Do not be overrighteous, neither be overwise

Monday, December 06, 2004

Mandatory medical test for couples before marriage?

Throw me the question and I'd not hesitate to tell you that it's a splendid move! No doubt honesty is the foremost important ingredient in building a relationship. However, the sad truth is presented at the table now-- You would never know what the other party could be hidding from you. Certainly, no one would want to discover the undesirable secret only after marriage.


Im not trying to sow discord among dating couples. But, I just want to highlight the fact that not everyone is honest about everything and you cant expect a complete disclosure from your partner. There you go! My cynism is setting in again.


While everything may look good on the surface, you wont really know. Take the CAO meltdown as an example. Who would have thought that such a reputable company could go debt-ridden with its' ridiculous speculative dabbles in derivatives? I heard about this tragic tale some years back. My lecturer's friend was married to this man who was divorced with a kid, out of what-she-thought-to-be-LOVE. Later, she contracted VD from this man. It was beyond my imagination to phantom the betrayal and hurt the victim had to go through! She had done more than enough to accept a divorcee with a kid. What she got in return was lies and a heap of miseries that plagued her soul and physical being!


To make medical test mandatory would serve a useful purpose for pre-wed couples to decide whether they are serious about taking the maritial oath-- to remain together and be there for each other in weak health. It ease up things because some couples may it difficult to agree on such an arrangement themselves.


And to withhold crucial health and financial information from one's fiancee is an irresponsible thing to do. It tantamounts to being a liar! How can you entrust your happiness to such a person?

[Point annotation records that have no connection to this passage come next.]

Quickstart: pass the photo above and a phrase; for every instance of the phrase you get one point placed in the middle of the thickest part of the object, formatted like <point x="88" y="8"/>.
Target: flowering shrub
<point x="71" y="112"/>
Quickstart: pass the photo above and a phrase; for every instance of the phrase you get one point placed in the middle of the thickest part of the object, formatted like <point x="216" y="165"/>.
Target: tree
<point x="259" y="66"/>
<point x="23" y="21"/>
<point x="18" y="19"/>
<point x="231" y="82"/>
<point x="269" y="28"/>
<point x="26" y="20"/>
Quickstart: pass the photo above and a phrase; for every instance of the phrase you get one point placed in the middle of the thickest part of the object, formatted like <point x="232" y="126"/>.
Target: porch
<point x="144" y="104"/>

Leave the cherished idealism of love aside, I mean, not all can accept marrying a bankrupt or someone with a medical background. What's the point of being a "scammer" and try to get the other party into marriage by painting a deceptive picture perfect? Such people must be the meanest and most selfish creatures on earth. How can you ruin another person's lifelong happiness? I can never comprehend the force that can compel one to commit such a sinister act!


Dont get me wrong. It's not that I'm that mindful about everything. But the bottom line still boils down to two important issues. First, it's about honesty and trust between the two parties who are supposedly to be in love. Second, if one party refuses to disclose important facts during the dating stage, he or she is lost in self-deception. Do you think you can really get away by keeping hush-hush? If the other party cannot accept your background, then tell me, why do you wanna get married? Stop deceiving everyone and get alive!


Though I can shamelessly admit that Im a selfish freak, I would certainly not hand on horrendous misery to someone else. Yes, Ive got my own personality flaws (and probably tons of it). But I'd rather my partner discover it than trying to act like Im a descended Angel from heaven. What convince me of real love is someone who can accept me for who I am.